Chez les ados, ce combat entre position libérale et conservatrice s’inscrit dans le contexte d’une découverte de soi, d’une affirmation de son point de vue, d’une quête de réponse à la question : qu’est-ce qui est bien et mal pour moi ? Devant l’absence de réponses claires, des jeunes vont susciter des réactions chez leurs pairs. Ainsi s’organise un système d’autorégulation : les limites sont posées par les amis qui donnent leur avis, approuvent ou condamnent les positions prises. L’autorégulation concerne aussi bien le choix des vêtements que les opinions sur des phénomènes de société. Certains jeunes vont tester des positions radicales, des groupes les désapprouveront, d’autres les renforceront. Mais généralement, l’autorégulation ne mène pas à une banale uniformisation des idées et des goûts. Elle participe plutôt d’une mise en tension : un certain consensus existe au sein des groupes jusqu’au jour où s’affirme une nouvelle tendance, une nouvelle opinion, un nouveau point de vue qui force le débat, mais aussi la séduction, la confrontation, l’imposition de ses idées. En mettant publiquement en scène des insultes, le slut-shaming fait apparaître l’une des versions les plus radicales de la logique de l’autorégulation qui s’impose dans les groupes d’adolescentes. Les échanges ont besoin de témoins pour exister, une manière d’interpeller le « tribunal de la majorité » et de lui demander de prendre position.

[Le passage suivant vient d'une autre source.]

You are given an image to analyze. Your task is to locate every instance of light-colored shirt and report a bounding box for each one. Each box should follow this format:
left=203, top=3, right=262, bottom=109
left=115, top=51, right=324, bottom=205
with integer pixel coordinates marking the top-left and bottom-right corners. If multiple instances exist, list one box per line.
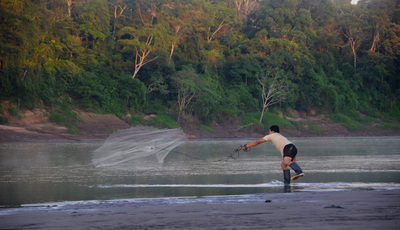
left=262, top=133, right=292, bottom=156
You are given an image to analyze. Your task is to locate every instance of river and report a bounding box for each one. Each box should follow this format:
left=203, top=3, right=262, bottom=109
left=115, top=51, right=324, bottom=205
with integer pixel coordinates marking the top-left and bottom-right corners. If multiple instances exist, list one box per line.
left=0, top=136, right=399, bottom=207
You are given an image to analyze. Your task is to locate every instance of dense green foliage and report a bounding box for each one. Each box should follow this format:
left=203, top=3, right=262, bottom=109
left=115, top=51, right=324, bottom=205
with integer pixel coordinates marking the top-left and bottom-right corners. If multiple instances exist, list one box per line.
left=1, top=0, right=399, bottom=127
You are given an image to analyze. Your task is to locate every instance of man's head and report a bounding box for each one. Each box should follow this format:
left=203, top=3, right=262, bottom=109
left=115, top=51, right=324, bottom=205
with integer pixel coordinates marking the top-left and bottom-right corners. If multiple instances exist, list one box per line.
left=269, top=125, right=280, bottom=133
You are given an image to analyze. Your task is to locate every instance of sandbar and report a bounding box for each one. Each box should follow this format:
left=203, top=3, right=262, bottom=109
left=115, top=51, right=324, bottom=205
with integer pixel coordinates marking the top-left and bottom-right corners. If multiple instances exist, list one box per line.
left=1, top=189, right=399, bottom=229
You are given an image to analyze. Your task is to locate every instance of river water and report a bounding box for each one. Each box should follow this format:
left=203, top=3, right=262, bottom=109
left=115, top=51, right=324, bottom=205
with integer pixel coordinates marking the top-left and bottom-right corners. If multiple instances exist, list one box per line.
left=0, top=136, right=399, bottom=207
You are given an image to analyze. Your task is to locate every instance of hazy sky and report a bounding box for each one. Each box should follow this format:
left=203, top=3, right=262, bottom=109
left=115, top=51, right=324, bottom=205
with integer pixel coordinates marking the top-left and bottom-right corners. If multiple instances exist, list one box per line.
left=351, top=0, right=359, bottom=4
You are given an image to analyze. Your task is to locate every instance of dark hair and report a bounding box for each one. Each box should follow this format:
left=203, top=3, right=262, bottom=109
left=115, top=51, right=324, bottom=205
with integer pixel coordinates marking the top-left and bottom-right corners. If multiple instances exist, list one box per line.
left=270, top=125, right=280, bottom=133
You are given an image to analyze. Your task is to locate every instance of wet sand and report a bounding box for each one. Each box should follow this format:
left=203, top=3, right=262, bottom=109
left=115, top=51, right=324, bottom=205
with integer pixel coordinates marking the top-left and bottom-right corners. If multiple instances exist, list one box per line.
left=1, top=189, right=399, bottom=229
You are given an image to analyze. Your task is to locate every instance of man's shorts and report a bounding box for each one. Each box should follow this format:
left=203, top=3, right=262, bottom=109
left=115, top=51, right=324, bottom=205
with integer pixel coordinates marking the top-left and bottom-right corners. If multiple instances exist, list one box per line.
left=283, top=144, right=297, bottom=160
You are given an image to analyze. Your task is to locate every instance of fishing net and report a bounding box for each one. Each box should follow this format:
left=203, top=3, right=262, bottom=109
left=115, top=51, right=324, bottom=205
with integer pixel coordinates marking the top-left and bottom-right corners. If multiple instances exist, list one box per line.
left=92, top=126, right=188, bottom=167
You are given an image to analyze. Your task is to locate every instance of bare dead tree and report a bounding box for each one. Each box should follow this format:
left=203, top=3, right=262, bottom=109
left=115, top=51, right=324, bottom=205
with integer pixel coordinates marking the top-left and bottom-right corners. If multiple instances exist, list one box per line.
left=257, top=72, right=287, bottom=123
left=177, top=86, right=196, bottom=124
left=174, top=70, right=198, bottom=124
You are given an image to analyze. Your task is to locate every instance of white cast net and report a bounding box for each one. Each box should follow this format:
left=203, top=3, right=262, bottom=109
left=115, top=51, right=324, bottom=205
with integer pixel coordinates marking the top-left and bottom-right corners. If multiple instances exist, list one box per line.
left=92, top=126, right=188, bottom=167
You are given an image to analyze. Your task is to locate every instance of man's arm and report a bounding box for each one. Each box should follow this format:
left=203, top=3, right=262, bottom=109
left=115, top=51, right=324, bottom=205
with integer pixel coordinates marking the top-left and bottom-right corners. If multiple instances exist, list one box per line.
left=242, top=139, right=266, bottom=151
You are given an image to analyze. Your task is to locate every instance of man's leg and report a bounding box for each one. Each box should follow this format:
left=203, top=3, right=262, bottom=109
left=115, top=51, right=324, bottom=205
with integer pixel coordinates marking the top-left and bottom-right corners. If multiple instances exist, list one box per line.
left=282, top=156, right=305, bottom=181
left=283, top=169, right=291, bottom=185
left=281, top=157, right=292, bottom=184
left=281, top=156, right=292, bottom=169
left=289, top=157, right=305, bottom=180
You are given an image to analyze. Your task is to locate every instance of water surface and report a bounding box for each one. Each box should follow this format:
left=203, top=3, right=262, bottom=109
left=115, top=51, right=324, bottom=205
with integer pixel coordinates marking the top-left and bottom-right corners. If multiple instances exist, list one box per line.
left=0, top=136, right=399, bottom=206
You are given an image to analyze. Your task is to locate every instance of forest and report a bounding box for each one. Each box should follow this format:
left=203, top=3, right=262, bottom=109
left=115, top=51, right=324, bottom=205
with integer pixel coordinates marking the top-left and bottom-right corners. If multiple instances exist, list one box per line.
left=1, top=0, right=399, bottom=131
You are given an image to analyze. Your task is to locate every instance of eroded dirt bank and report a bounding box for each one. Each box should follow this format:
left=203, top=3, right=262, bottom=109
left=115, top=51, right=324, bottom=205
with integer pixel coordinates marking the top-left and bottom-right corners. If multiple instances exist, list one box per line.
left=0, top=106, right=399, bottom=142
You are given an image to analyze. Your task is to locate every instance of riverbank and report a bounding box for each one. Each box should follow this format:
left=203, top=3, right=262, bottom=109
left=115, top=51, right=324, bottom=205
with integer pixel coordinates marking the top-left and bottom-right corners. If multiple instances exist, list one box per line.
left=0, top=107, right=399, bottom=142
left=1, top=189, right=399, bottom=229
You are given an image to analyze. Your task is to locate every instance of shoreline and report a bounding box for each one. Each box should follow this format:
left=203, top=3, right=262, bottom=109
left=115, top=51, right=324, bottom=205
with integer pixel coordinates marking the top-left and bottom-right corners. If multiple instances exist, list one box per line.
left=0, top=122, right=399, bottom=143
left=1, top=189, right=399, bottom=229
left=0, top=110, right=399, bottom=142
left=0, top=132, right=399, bottom=143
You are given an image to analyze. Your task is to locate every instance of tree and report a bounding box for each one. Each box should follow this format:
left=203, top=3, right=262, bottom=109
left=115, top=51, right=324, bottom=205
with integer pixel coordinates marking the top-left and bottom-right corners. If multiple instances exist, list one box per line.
left=230, top=0, right=258, bottom=20
left=173, top=67, right=198, bottom=124
left=334, top=2, right=366, bottom=69
left=383, top=22, right=400, bottom=59
left=359, top=0, right=398, bottom=53
left=78, top=0, right=110, bottom=49
left=118, top=27, right=158, bottom=79
left=65, top=0, right=85, bottom=18
left=117, top=1, right=176, bottom=79
left=257, top=70, right=288, bottom=123
left=164, top=15, right=188, bottom=59
left=0, top=0, right=399, bottom=120
left=110, top=0, right=127, bottom=40
left=204, top=1, right=239, bottom=44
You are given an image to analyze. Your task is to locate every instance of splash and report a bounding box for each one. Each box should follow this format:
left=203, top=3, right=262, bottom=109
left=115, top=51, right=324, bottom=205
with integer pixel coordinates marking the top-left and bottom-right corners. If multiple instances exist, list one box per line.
left=92, top=126, right=188, bottom=167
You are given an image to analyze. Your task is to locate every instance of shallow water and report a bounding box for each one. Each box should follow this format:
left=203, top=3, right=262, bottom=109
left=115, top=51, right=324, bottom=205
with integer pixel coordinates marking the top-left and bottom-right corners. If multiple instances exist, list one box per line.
left=0, top=136, right=399, bottom=206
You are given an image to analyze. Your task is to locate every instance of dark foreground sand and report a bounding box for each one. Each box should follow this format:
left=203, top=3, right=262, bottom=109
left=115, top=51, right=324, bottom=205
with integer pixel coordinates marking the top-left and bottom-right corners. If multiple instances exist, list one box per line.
left=1, top=190, right=399, bottom=230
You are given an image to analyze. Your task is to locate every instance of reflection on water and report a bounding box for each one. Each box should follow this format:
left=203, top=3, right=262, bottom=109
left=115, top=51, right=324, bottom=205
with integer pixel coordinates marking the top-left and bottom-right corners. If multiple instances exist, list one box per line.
left=0, top=137, right=399, bottom=206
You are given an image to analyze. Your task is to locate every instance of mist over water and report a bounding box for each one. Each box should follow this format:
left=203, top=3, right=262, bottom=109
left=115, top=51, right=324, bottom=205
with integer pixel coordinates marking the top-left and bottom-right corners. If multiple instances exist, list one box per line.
left=0, top=136, right=399, bottom=206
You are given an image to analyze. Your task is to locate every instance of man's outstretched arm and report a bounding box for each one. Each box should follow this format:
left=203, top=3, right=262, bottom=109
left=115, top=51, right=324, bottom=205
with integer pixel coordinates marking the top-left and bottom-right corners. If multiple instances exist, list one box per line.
left=242, top=139, right=266, bottom=151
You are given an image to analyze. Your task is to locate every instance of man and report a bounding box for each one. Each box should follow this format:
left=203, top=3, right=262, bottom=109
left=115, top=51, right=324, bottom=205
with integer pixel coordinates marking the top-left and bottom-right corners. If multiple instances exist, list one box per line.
left=242, top=125, right=305, bottom=185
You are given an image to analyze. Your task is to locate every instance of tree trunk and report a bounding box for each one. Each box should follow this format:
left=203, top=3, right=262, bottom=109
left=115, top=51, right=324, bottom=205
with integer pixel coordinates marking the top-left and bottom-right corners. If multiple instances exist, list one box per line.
left=132, top=35, right=157, bottom=79
left=350, top=39, right=357, bottom=69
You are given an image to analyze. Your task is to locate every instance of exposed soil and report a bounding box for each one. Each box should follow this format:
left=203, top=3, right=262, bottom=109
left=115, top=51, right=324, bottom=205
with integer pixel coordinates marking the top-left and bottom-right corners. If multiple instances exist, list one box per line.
left=0, top=104, right=130, bottom=142
left=0, top=101, right=399, bottom=142
left=180, top=110, right=400, bottom=138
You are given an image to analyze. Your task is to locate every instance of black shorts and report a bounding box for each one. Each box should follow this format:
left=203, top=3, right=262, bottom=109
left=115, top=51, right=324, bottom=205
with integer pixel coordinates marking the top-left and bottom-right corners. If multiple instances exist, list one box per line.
left=283, top=144, right=297, bottom=160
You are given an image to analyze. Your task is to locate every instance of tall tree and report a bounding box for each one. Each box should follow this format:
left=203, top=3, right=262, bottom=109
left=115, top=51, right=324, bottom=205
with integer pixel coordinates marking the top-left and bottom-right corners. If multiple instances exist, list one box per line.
left=173, top=67, right=198, bottom=124
left=117, top=27, right=158, bottom=79
left=78, top=0, right=110, bottom=49
left=334, top=1, right=366, bottom=69
left=230, top=0, right=258, bottom=19
left=117, top=1, right=172, bottom=79
left=110, top=0, right=127, bottom=40
left=257, top=70, right=288, bottom=123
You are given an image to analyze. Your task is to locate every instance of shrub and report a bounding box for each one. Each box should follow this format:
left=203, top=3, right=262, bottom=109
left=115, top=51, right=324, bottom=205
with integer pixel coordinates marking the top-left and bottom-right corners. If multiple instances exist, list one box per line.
left=0, top=116, right=9, bottom=124
left=197, top=124, right=214, bottom=132
left=391, top=109, right=400, bottom=123
left=65, top=123, right=80, bottom=135
left=242, top=112, right=293, bottom=132
left=150, top=115, right=179, bottom=129
left=129, top=115, right=145, bottom=125
left=308, top=123, right=324, bottom=132
left=143, top=101, right=168, bottom=114
left=343, top=110, right=361, bottom=119
left=8, top=107, right=19, bottom=117
left=49, top=112, right=66, bottom=125
left=48, top=111, right=80, bottom=134
left=261, top=112, right=293, bottom=128
left=330, top=113, right=364, bottom=130
left=242, top=112, right=264, bottom=132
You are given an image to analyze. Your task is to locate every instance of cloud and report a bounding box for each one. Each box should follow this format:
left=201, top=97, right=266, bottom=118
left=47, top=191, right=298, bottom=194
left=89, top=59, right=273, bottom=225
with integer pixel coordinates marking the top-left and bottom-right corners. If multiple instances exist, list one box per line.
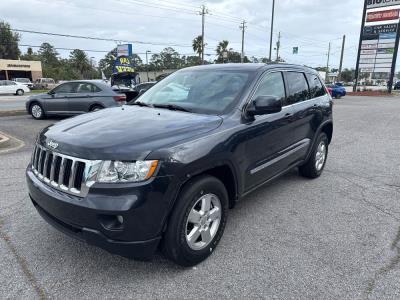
left=1, top=0, right=365, bottom=68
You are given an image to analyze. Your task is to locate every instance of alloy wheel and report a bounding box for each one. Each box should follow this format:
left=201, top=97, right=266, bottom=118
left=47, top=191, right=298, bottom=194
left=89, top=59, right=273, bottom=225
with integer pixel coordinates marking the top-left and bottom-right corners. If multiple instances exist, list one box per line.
left=31, top=105, right=42, bottom=119
left=185, top=193, right=222, bottom=251
left=315, top=141, right=327, bottom=171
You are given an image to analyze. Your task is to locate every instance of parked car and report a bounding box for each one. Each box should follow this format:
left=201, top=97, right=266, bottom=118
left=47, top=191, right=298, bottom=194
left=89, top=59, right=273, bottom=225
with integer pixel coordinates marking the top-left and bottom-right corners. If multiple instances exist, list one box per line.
left=393, top=81, right=400, bottom=90
left=326, top=83, right=346, bottom=99
left=12, top=78, right=34, bottom=88
left=0, top=80, right=30, bottom=95
left=25, top=80, right=127, bottom=119
left=135, top=81, right=156, bottom=93
left=26, top=64, right=333, bottom=266
left=34, top=78, right=57, bottom=90
left=127, top=82, right=157, bottom=103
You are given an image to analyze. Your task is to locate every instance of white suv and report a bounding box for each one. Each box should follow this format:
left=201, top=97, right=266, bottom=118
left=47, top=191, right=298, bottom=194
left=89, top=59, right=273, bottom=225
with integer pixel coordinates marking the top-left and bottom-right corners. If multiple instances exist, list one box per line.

Comme la plupart des phénomènes rendus visibles sur les écrans, le slut-shaming effraie non seulement parce qu’il montre que l’identité sexuée se négocie parfois dans la violence, mais aussi parce qu’il force l’émergence d’une nouvelle question : pourquoi cette violence est-elle exposée, au risque d’être dénoncée ? Comme le signale Claire Balleys [2], le nombre d’amis recherchés sur les réseaux sociaux ne s’explique pas simplement par une quête de popularité, voire de célébrité. En fait, les « amis » constituent le groupe témoin des mises en scène produites sur les médias sociaux. En d’autres termes, ces derniers confèrent aux interfaces publiques, sur lesquelles se déroulent des interactions en ligne, l’apparence d’une scène de la vie quotidienne. Si le slut-shaming est si visible, c’est bien parce qu’il ne prend de sens que dans son caractère public. Il ne s’agit pas seulement d’humilier une personne en particulier, mais d’exposer sa position concernant certaines normes liées à l’apparence (habillement, maquillage, manière de parler, etc.), symbolisant l’affirmation et l’expression d’une certaine féminité.